А меня она любит? Если еще нет, то сможет полюбить больше, чем ту жизнь, которую оставила в прошлом? Сможет ли быть всегда только моей?
Не знаю ответы на эти вопросы. Да и не сейчас буду выяснять точно. Сейчас буду обнимать ее, гладить ее нежные волосы, целовать этот смешной милый носик и мечтать до последней секунды, чтобы она осталась со мной. Сегодня и совсем.
Варвара
Я переехала жить к Сазонову.
Боже, что я творю-то вообще? Мы познакомились в июле, сейчас конец октября, и я уже неделю живу с ним в одной квартире.
Офигеть. Не знаю, как я согласилась на это, но он вновь поднял эту тему, когда вернулся с этапа Гран-при. Я подумала (вру, я очень мало и плохо думала) и решилась. Илья верно сказал, что это единственный вариант быть вместе регулярно. С учетом его сумасшедшего графика, тренировок, турниров, полетов и поездок, занятий в университете, найти время еще и на меня — что-то невероятное. Я это поняла и не требую невозможного. Но жить вместе — действительно подходящий к ситуации вариант.
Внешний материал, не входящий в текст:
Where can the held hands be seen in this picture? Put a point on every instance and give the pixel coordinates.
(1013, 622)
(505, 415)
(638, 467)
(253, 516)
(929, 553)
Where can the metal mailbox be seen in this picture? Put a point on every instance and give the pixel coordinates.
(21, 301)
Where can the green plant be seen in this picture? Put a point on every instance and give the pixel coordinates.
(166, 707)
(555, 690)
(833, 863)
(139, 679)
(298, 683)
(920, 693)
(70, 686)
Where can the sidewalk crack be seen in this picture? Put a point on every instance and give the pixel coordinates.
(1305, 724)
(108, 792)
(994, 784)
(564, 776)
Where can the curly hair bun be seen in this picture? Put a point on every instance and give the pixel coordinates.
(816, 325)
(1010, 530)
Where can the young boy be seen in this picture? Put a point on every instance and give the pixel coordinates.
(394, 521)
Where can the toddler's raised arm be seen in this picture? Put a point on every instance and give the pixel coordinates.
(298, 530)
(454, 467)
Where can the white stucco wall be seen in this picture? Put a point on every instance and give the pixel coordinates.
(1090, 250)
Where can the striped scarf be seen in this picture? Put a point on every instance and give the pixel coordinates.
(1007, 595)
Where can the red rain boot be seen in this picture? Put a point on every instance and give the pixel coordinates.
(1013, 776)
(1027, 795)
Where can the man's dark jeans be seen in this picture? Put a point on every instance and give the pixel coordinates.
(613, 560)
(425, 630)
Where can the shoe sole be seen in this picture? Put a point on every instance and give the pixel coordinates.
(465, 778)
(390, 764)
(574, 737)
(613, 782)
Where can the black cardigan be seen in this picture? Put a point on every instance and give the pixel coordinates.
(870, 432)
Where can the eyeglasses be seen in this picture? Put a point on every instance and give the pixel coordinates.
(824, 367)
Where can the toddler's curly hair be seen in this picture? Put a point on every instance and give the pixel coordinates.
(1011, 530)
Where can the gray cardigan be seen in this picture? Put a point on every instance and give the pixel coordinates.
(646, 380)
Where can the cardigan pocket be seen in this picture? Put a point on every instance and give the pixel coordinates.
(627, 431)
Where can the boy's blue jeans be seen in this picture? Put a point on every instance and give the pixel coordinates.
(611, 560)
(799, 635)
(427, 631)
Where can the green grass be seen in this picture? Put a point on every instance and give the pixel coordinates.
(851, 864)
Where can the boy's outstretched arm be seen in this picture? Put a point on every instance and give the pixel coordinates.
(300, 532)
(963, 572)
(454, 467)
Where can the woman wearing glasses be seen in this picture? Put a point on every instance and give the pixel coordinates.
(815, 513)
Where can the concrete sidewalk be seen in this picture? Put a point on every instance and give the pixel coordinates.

Хотя у него куча своих подводных камней, о которых мы и не думали. Куда нам в нашем возрасте и с полным отсутствием опыта совместной жизни что-то такое знать? Мне восемнадцать. Я только-только поступила в универ. И буквально через пару месяцев съехала из общаги, ничего не сказав родителям, промолчав о том, что теперь обитаю у Ильи. Да и вообще, я сама пока не могу привыкнуть к этой мысли.
Сначала это похоже на эйфорию. Вечер, а мне не надо уезжать в общагу. Нам не надо расставаться на несколько дней или бегать по универу, судорожно выискивая друг друга ради возможности десять минут провести вместе.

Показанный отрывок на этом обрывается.